U.S. Rep. Bill Cassidy and state Democratic Party chairwoman Karen Peterson differed Monday on whether the federal health care revamp is a boon or bust for Louisiana and the rest of the nation.
In separate appearances, the two tackled the pluses, as described by Peterson, of the Affordable Care Act, and the minuses of what critics call Obamacare, as outlined by Cassidy.
If the president is re-elected, Cassidy said, Republicans will have no chance of repealing the new health care system.
“It’s just going to bankrupt us all,” Cassidy told about 200 people attending a Monday night town hall at Our Lady of the Lake Regional Medical Center off Essen Lane.
The Baton Rouge Republican congressman said the health care revamp creates a bureaucracy, takes money from Medicare to help finance the changes and fails to access the quality of care and lower cost that people desire.
“The president has emphasized health care access but has not looked at costs,” Cassidy said.
Earlier in the day, Peterson, a state senator from New Orleans, criticized Gov. Bobby Jindal for rejecting expansion of Medicaid in Louisiana and claimed the governor is hurting Louisiana workers and businesses for the purposes of his own political ambition.
Medicare is the federal program that provides health care coverage for the elderly.
Medicaid provides health care for lower-income residents and those who cannot find insurance on the private market. The program is administered on the state level but paid for, primarily, by the federal government with states kicking in a portion of the expenses.

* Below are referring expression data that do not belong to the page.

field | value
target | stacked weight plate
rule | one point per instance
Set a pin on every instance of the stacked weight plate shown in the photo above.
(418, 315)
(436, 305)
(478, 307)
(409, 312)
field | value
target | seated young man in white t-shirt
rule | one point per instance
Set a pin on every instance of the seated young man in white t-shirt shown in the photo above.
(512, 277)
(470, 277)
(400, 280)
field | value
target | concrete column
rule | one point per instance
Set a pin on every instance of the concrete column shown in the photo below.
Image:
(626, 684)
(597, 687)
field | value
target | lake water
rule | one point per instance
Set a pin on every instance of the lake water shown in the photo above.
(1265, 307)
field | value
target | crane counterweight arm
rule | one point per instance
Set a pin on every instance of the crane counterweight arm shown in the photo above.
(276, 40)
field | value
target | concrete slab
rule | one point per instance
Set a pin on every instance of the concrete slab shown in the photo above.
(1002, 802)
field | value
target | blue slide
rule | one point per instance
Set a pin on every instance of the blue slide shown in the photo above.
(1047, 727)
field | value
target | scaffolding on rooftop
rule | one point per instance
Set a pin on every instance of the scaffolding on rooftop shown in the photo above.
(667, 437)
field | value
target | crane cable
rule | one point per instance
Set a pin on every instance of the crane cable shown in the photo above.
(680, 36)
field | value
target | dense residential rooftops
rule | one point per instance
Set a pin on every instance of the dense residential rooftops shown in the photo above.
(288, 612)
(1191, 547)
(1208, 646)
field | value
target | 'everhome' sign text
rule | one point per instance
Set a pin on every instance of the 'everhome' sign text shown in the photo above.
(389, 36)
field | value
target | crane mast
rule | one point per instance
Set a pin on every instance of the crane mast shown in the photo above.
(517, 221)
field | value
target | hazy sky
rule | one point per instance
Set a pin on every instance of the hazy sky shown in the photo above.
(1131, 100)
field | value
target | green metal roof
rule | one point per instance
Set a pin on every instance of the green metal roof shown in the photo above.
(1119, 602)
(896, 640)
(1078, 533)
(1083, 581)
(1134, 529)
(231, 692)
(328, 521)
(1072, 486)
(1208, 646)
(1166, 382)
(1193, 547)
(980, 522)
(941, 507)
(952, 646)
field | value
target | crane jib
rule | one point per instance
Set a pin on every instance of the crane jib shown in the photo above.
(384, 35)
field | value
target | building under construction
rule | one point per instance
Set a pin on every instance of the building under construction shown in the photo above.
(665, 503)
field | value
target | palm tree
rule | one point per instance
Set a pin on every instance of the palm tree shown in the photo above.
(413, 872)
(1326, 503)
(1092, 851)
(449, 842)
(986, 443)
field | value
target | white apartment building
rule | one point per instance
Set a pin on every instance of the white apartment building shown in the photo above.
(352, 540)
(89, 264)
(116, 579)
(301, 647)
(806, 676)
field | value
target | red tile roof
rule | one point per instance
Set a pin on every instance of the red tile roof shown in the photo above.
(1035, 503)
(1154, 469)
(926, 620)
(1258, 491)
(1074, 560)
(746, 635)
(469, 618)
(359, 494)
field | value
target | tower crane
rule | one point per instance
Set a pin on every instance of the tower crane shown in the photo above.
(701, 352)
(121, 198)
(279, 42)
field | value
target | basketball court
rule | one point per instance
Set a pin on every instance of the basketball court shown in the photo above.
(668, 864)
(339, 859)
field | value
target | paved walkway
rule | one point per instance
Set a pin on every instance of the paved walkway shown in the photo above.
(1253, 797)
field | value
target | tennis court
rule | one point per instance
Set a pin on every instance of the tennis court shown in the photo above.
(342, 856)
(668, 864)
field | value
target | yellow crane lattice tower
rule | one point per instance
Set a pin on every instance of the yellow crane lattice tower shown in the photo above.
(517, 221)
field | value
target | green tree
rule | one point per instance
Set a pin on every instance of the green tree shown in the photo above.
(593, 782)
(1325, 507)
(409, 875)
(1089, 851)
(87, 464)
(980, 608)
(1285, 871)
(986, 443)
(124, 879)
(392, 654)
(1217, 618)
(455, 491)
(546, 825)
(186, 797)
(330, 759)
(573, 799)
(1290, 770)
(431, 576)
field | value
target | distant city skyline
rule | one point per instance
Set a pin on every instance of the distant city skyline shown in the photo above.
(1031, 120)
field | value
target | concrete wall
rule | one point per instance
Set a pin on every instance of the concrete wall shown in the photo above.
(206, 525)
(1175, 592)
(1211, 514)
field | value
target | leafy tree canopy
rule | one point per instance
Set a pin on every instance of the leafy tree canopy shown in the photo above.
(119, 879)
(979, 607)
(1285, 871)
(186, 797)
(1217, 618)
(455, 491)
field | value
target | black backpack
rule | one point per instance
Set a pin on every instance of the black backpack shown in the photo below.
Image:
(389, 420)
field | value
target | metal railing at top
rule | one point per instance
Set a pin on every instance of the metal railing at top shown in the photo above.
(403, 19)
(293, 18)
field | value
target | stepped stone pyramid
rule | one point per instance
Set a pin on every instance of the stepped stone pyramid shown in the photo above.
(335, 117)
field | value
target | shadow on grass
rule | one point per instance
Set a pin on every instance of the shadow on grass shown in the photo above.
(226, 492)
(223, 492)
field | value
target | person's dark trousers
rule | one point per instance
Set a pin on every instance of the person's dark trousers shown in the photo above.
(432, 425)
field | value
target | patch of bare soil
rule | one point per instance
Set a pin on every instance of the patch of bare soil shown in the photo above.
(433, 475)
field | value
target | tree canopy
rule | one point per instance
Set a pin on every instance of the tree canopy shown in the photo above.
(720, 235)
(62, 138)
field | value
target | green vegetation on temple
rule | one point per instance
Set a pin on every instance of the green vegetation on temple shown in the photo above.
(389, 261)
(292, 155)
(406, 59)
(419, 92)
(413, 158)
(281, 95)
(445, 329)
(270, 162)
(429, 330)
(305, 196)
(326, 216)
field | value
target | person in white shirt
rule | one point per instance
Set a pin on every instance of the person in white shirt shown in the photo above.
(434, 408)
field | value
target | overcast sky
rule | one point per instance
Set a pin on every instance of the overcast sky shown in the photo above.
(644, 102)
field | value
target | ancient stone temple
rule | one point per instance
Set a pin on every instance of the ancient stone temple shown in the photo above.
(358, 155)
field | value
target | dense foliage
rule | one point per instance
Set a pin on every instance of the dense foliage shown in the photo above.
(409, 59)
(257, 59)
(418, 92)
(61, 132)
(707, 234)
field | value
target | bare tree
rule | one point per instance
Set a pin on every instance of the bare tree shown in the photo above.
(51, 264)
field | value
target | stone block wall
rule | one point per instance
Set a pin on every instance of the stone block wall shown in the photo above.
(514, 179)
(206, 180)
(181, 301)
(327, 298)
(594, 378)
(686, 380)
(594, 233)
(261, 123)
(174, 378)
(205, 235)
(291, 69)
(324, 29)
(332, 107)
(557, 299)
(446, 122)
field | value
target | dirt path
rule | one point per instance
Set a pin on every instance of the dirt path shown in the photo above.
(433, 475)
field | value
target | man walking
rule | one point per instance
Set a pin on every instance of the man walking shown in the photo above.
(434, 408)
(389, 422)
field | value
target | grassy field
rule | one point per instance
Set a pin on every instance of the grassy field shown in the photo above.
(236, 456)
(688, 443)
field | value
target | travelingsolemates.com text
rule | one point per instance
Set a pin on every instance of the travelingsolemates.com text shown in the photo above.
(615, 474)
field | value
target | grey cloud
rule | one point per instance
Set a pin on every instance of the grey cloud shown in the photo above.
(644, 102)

The Affordable Care Act wants states to change their criteria and cover more people who have trouble finding affordable insurance. The federal government would pay for the expansion but those dollars would decrease over time under the provisions of the Affordable Care Act.
Peterson told the Press Club of Baton Rouge that Jindal offers no alternative as he rejects, initially, all federally funded expansion of health insurance for 366,000-plus Louisiana working adults and some $7.2 billion in new health care dollars for Medicaid providers over the next five years.
“That’s $7.2 billion in new Medicaid dollars that won’t flow into this state,” Peterson said. “The governor’s grandstanding means he wants to keep the status quo. We have uninsured and no way to cover them ... He’s running for vice president at the expense of Louisiana families and businesses.”
Jindal has been campaigning around the country for Republican presumptive presidential candidate Mitt Romney and repeal of the Affordable Care Act. Romney visited Baton Rouge for a lunch with $50,000 supporters Monday with Jindal at his side.
The federal health care revamp expands the Medicaid government health insurance coverage to those whose incomes are up to 133 percent of the federal poverty level. It also imposes financial penalties on employees and employers who do not purchase health insurance.
At the town hall meeting, Cassidy said advocates of the health care plan talk about states getting “all this money for free” to expand state Medicaid programs to people whose annual incomes amount to 133 percent of federal poverty.
“If it’s free to the state, it means your tax dollars are going to the federal government and coming back,” Cassidy said. “That free money is going to cost Louisiana $650 million over the first five years of implementation.”
Cassidy said Medicaid needs to be transformed. He mentioned a proposal he has submitted that Cassidy said would give states “more flexibility” to develop programs that meet needs more efficiently and at less cost.
Getting control of Medicaid, Medicare and Social Security costs are key to getting control of the national debt, Cassidy said. “Our indebtedness is unsustainable and it’s being driven by our health care expenditures,” he said.
At the Press Club, Peterson said, at most, Louisiana’s share of the Medicaid expansion could rise to $337 million once states are asked to chip in 5 percent or so of costs.
“It seems like a good deal but Gov. Jindal says Louisiana cannot afford the $337 million cost,” she said. “The real question is how can we afford not to provide the coverage?”
The Affordable Care Act plan builds upon traditional employer-based health insurance, Peterson said.
“This is not socialized medicine,” she said. “This is the cheapest, most effective way to ensure that you and I stay healthy.”